Mais uma razão para a obrigatoriedade de os alunos participarem de serviços comunitários de saúde durante o curso médico. A oportunidade deve ser usada para o aprendizado de diversidades culturais e linguísticas que têm importância no atendimento de pacientes.

A minha terceira consideração é educar o médico como se comportar perante o acelerado empoderamento apresentado pelos pacientes. Este neologismo expressa, neste contexto, a realidade de que, com a facilidade de acesso à informação, participação de redes sociais e uso dos aplicativos celulares, as pessoas chegam aos médicos muito mais informadas.

Aqui é que cabe uma educação mais cuidadosa e elaborada. Algo que deveria ser ensinado, mesmo se a sua aplicação na rotina seja duvidosa. Disse duvidosa, porque consome tempo.

O médico deve aceitar o diálogo com seu paciente. Com isto, sempre poderá aprender algo e ajudar muito. Em vez de se irritar com a situação, deve ser habilidoso e guiar a pessoa para consultar sites bons e participar de redes de comunidades que possam ajudar o paciente.
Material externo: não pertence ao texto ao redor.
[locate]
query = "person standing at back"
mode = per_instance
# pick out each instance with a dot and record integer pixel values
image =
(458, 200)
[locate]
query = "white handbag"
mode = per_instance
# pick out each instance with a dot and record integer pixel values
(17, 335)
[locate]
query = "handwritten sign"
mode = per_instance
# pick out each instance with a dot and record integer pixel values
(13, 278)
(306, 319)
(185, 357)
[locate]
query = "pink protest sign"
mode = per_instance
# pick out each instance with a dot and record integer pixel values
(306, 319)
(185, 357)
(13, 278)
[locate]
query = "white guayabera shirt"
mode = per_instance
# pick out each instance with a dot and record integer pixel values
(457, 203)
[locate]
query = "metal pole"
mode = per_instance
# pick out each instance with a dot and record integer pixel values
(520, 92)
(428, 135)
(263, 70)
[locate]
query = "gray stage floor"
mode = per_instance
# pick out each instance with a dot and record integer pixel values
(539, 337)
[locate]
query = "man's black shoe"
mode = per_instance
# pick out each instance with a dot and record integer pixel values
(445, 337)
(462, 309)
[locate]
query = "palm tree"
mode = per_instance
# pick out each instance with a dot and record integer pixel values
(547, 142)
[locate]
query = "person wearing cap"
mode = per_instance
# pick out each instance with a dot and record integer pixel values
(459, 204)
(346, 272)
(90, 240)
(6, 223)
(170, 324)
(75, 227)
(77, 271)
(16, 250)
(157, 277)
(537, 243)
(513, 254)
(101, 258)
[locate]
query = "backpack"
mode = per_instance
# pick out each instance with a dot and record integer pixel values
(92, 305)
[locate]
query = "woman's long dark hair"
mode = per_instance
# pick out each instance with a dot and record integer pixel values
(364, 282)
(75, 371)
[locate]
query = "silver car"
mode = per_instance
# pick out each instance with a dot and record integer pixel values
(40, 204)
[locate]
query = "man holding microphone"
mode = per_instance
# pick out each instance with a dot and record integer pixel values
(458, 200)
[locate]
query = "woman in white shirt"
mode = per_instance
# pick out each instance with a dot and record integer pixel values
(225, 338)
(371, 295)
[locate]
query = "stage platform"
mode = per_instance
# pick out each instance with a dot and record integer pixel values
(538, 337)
Isto é muito importante porque, atualmente, se estima que 80% do que existe de informação sobre saúde e doença para leigos na internet está errado.

Uma boa prática é verificar se o paciente usa aplicativos no seu celular e certificar se o faz corretamente, mesmo quando o médico achar que não deve usá-los. Obviamente, há o pressuposto que o médico esteja atualizado nas e-tecnologias. A situação atual é problemática; tem-se a impressão que em toda parte os leigos usam mais os aplicativos do que os profissionais. Repito o que falei no início: é urgente que se ensinem nas faculdades de Medicina o uso dos aplicativos disponíveis.

Resumindo, o esforço do médico deve ser no sentido de engajar o paciente na preservação de sua saúde e na cura de sua doença. E isto só pode ser obtido encorajando-o a entender os males que o afligem.

Educação
Esta educação do médico converge para a educação do paciente. Na era digital as populações estão se empoderando independentemente das ações externas de quem quer que seja. A meu ver, isto é muito bom, e durante o relacionamento médico-paciente há uma oportunidade de ouro para fortalecer este enriquecimento ao orientar e encorajar a consulta de bons sites pelo doente.

Que seja claro que não me refiro à literatura e à informação profissional; trata-se da indicação dos sites apropriados para o esclarecimento da população, a Wikipédia por exemplo. E isto é bem penoso, pois requer tempo, bastante tempo, justamente o que falta na vida dos médicos.
De certo modo, trata-se de um retorno ao passado, quando a Medicina ainda não era um big business e os pôsteres Procure seu Médico ainda não ocupavam todas as propagandas de remédios. Até aproximadamente a 2ª Guerra Mundial, uma pessoa de mais idade e experiência, geralmente uma avó, cuidava dos adoentados e o médico só era chamado quando seus conhecimentos se mostravam insuficientes.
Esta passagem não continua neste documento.